06 febbraio 2022

Nel 2014 moriva Marco Anghileri. “Sono passati quasi otto anni ma per me è sempre un tormento”

Marco Anghileri (1972-2014).

 

di Renato Frigerio

Il 14 marzo non è una data che potrà scivolarmi via facilmente dalla mente dopo che otto anni fa l’accenno sussurrato circa un evento a cui non avrei voluto prestare fede ebbe una straziante conferma già nelle prime ore del giorno successivo.

Più che un colpo al cuore, lo posso ora paragonare a un trauma che toglie il respiro. E’ quello che mi colse quando fu giocoforza accettare la verità su ciò che era accaduto all’amico più caro e apprezzato.
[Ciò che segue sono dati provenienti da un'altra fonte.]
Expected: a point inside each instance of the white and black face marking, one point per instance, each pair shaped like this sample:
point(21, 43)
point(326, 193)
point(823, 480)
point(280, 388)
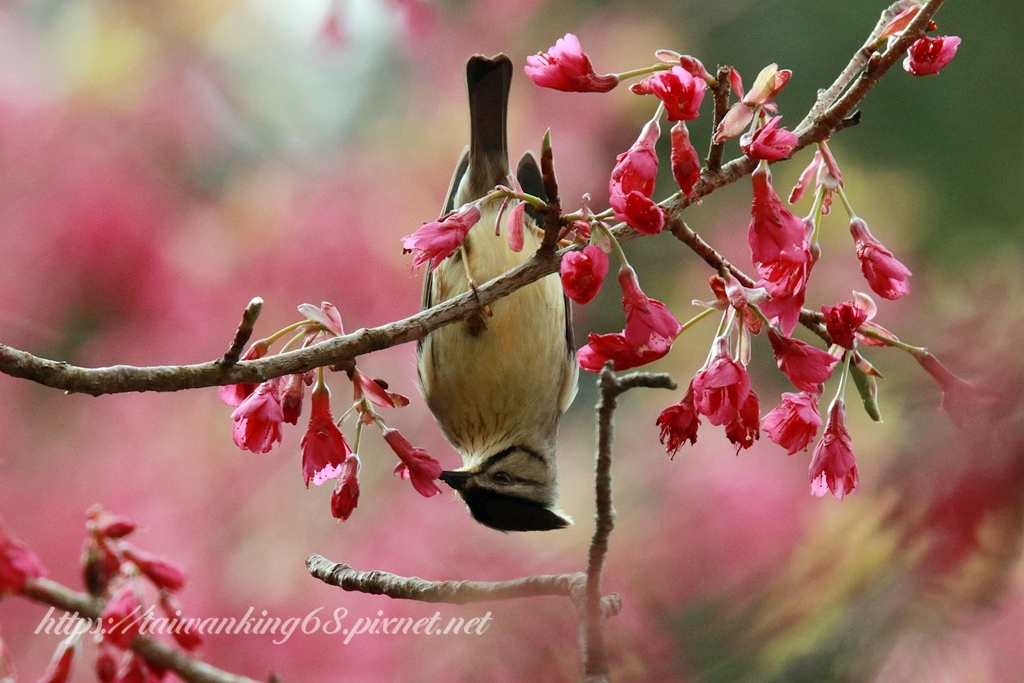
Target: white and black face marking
point(512, 491)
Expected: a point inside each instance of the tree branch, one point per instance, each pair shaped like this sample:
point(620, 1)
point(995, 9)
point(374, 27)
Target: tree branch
point(821, 121)
point(452, 592)
point(595, 653)
point(157, 652)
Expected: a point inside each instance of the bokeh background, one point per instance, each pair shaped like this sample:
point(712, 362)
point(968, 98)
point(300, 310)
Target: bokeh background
point(163, 163)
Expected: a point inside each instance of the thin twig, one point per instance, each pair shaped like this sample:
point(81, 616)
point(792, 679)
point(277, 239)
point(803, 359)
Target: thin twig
point(721, 89)
point(453, 592)
point(595, 653)
point(242, 335)
point(156, 652)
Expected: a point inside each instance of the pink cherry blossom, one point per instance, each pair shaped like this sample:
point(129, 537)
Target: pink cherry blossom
point(928, 55)
point(416, 464)
point(685, 160)
point(823, 171)
point(614, 347)
point(780, 251)
point(833, 464)
point(437, 240)
point(60, 666)
point(720, 390)
point(679, 424)
point(565, 67)
point(767, 85)
point(233, 394)
point(122, 617)
point(632, 183)
point(346, 493)
point(887, 276)
point(17, 564)
point(648, 322)
point(745, 428)
point(807, 367)
point(843, 319)
point(794, 423)
point(257, 420)
point(768, 142)
point(324, 446)
point(583, 272)
point(681, 92)
point(163, 572)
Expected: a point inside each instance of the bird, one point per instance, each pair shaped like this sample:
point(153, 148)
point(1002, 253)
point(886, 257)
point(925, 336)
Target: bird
point(499, 382)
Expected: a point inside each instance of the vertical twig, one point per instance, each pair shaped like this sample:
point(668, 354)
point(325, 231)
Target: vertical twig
point(242, 335)
point(592, 643)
Marco Anghileri, il “Butch”, era precipitato sul versante Sud del Monte Bianco quando le sue mani si erano appigliate al granito sulla parete verso la cuspide della “Chandelle” per raggiungere il cornicione terminale del favoloso obiettivo di cui ormai sentiva di avere avuto ragione.

Mi sembra di immaginare il suo volto soddisfatto e sorridente nel momento che precede di poco quel terribile volo. Lo stesso sorriso compiaciuto che gli deve essere brillato quando si affacciò da Entrèves e da Courmayeur, o forse dalla Val Veny o dai campi di sci del Checrouit, e vide tra le frastagliate e spettacolari creste del Peutérey e dell’Innominata lo scenario dei Piloni del Frêney.

Fu allora che certamente si ricordò che sul celebre Pilone centrale, che ora si distingueva nettamente, tra il 10 e il 12 agosto 1982 i tre alpinisti elvetici Michel Piola, Pierre-Alain Steiner e Jori Bardill avevano aperto una via diretta memorabile, con una scalata di concezione moderna e sportiva.

Su quel Pilone si erano succedute nel tempo conquiste e tragedie, ma una salita solitaria diventa un problema che ben pochi alpinisti si possono concedere, soprattutto se affrontato nel periodo invernale.

Era un’occasione che Marco non poteva permettersi di lasciarsi sfuggire. L’idea nacque all’improvviso, ma divenne presto stimolante e irresistibile, tanto che la teneva gelosamente dentro di sé, fino alla soglia della sospirata partenza.

Che potesse essere una decisione rischiosa per lui non poteva venire preso in considerazione da nessuno tra coloro i quali conoscevano l’accurata preparazione che precedeva ogni suo progetto e la scrupolosa prudenza con cui lo affrontava. Ma è appunto l’imprevedibile che può diventare fatale: e una disgrazia inimmaginabile lasciò ammutoliti e esterrefatti tutti quelli che lo conoscevano e gli volevano un mare di bene.

A soffrire insieme a tutti quei suoi amici includo me stesso, perché nonostante la differenza generazionale condividevo con Marco un’amicizia quasi fraterna.

Frequentando le consuete riunioni nella sede dei Gamma prolungavamo spesso fino a tarda sera le nostre animate chiacchierate, che avevano come oggetto sia il racconto di molte sue avventure e conquiste di montagna sia le storie che gli riferivo sui tanti alpinisti che non aveva potuto conoscere, specie se riferite alle imprese dei nostri concittadini.

La sede era da lui frequentata con senso di responsabilità anche per offrire interessanti proposte programmatiche e la relativa disponibilità per la loro attuazione.

Sono passati otto anni da quel tragico venerdì 14 marzo 2014, ma per me è sempre un tormento ogni volta che vedo davanti agli occhi l’immagine di quel ragazzo di appena 41 anni.

Quanto tempo gli sarebbe rimasto per salire nuovi gradini della “scala dei sogni” che porta sulle pareti e sulle vette soltanto i più audaci? Chi gli è stato a lungo insieme ha avuto la fortuna di conoscere una persona di ampia apertura mentale, dotato di lealtà, sincerità, gentilezza e di una simpatia innata.

Con queste qualità e con il prorompente entusiasmo che gli brillava sul volto è riuscito a far accettare la sua superiorità e le sue eccezionali doti alpinistiche senza crearsi attorno quel solito cerchio di invidia e di gelosia che d’abitudine si riscontra in questi casi.

La sua scomparsa si è ripercossa non soltanto sentimentalmente in ambito personale, a partire ovviamente dai suoi familiari, ma ha privato i Gamma e la città di Lecco di un alpinista che ancora stava sorreggendo la continuità di quella tradizione di cui ci sentiamo orgogliosi.